Once the genome library has been created, geneticists can select specific DNA segments, then create complimentary mRNA containing only active exon sequences. Then they can use a process very similar to that used by viral agents to create virus-based DNA inside a host cell. In an infected host cell, mRNA of course exists in cytoplasm containing nutrients, enzymes, and the raw materials for both DNA and RNA. In the lab, the synthesized mRNA is introduced into a nucleotide soup which also contains the enzyme reverse transcriptase. The enzyme goes to work, matching nucleotides to the mRNA until a single DNA strand has been created. The original mRNA is degraded, or broken down into base components that are washed out of the mixture. The reverse transcriptase then "reads" the single DNA strand that it has created, and with the help of DNA ligase creates the matching DNA strand. When they finish. a clean double-helix strand of DNA has been created of all the active genes in the segment, but lacking all the introns. If all the mRNA produced by a cell is used to create DNA strands, the outcome is a complementary DNA or cDNA library of the active genes. (See the short reverse transcriptase animation at Rutgers for more details on how this happens).

Both genomic and cDNA libraries are useful. A genome library allows us to study the entire structure of the chromosome. A complementary DNA library allows us to study particular genes in detail, and also gives us a template to use with bacteria. Since bacteria don't perform all the functions that eukaryotic cells perform, they lack a number of enzymes, including those that splice mRNA segments together when an intron has interrupted a gene sequence. By introducing only cDNA (made from mRNA) into the bacteria, we increase the chance that the bacteria can replicate a viable eukaryotic gene.
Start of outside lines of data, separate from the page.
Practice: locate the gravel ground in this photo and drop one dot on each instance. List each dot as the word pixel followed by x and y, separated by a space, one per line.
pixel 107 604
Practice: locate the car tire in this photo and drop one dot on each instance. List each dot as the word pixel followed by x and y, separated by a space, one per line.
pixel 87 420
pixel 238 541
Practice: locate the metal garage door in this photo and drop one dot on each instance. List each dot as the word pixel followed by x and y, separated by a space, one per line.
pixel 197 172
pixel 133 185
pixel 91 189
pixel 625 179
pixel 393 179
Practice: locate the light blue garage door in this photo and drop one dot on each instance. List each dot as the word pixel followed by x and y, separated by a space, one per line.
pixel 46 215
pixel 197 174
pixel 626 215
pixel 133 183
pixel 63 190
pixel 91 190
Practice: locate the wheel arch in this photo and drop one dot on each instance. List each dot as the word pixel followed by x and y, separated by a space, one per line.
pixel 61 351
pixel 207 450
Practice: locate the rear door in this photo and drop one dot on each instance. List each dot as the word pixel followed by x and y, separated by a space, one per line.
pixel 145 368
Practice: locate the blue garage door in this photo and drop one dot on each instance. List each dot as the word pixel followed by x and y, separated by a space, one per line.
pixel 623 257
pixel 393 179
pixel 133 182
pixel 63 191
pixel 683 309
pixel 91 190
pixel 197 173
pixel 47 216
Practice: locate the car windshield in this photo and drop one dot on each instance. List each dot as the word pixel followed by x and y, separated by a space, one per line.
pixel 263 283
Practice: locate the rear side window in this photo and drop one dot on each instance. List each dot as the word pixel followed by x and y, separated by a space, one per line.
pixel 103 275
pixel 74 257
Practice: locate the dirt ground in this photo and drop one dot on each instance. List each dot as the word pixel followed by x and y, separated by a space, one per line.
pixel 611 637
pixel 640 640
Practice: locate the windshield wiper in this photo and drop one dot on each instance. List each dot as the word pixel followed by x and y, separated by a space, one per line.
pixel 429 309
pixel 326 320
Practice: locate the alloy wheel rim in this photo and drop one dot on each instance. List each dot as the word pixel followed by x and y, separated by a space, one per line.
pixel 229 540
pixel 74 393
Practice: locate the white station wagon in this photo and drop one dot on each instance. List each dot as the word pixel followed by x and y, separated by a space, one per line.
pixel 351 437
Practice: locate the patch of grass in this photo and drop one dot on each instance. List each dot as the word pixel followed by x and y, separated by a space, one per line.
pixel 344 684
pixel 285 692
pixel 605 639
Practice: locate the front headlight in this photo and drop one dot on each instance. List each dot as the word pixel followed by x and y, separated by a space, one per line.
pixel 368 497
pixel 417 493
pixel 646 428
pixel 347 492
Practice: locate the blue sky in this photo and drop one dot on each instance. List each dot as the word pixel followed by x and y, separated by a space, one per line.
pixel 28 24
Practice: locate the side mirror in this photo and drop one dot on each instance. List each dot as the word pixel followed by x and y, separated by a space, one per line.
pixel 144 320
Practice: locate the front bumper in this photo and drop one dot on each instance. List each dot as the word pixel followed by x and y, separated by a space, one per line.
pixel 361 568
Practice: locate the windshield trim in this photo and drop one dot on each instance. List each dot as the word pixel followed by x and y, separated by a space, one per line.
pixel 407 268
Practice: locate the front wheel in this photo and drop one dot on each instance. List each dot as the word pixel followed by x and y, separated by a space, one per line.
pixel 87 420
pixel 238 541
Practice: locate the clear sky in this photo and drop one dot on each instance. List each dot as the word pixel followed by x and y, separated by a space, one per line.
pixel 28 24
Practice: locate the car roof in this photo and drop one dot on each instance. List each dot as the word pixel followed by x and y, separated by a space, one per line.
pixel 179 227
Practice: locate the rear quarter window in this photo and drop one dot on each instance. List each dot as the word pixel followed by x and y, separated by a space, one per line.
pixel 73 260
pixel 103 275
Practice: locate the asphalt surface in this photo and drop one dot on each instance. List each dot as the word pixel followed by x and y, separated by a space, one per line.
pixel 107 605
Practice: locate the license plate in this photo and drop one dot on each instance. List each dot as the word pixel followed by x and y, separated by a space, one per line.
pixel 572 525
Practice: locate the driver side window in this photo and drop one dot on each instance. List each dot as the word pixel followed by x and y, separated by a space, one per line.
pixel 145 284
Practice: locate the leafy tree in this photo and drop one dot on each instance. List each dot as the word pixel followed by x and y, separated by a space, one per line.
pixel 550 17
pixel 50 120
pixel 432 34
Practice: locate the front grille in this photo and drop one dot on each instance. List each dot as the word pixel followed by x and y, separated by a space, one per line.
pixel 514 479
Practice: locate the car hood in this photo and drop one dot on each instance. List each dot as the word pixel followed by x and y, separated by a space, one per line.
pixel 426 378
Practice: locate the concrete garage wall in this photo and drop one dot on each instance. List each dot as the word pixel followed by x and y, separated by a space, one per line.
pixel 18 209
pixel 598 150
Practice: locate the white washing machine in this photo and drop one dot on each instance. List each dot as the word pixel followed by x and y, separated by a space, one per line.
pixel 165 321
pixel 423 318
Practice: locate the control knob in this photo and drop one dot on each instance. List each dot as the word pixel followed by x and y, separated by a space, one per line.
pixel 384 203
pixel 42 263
The human genome project is an example of a cDNA library creation. Information from mapping the human genome is available at many public sites, since the work was done largely with public moneys under the auspices of the Department of Energy of the United States. You can look up a specific gene, for example, the gene whose defect causes Huntington Disease, which we discussed some time ago in our study of inheritance. The Genetic Home Reference page for Huntington's Gene (hg) describes the normal function of the gene and the mutation that causes inheritable Huntington Disease. How does the mutation alter normal cell function?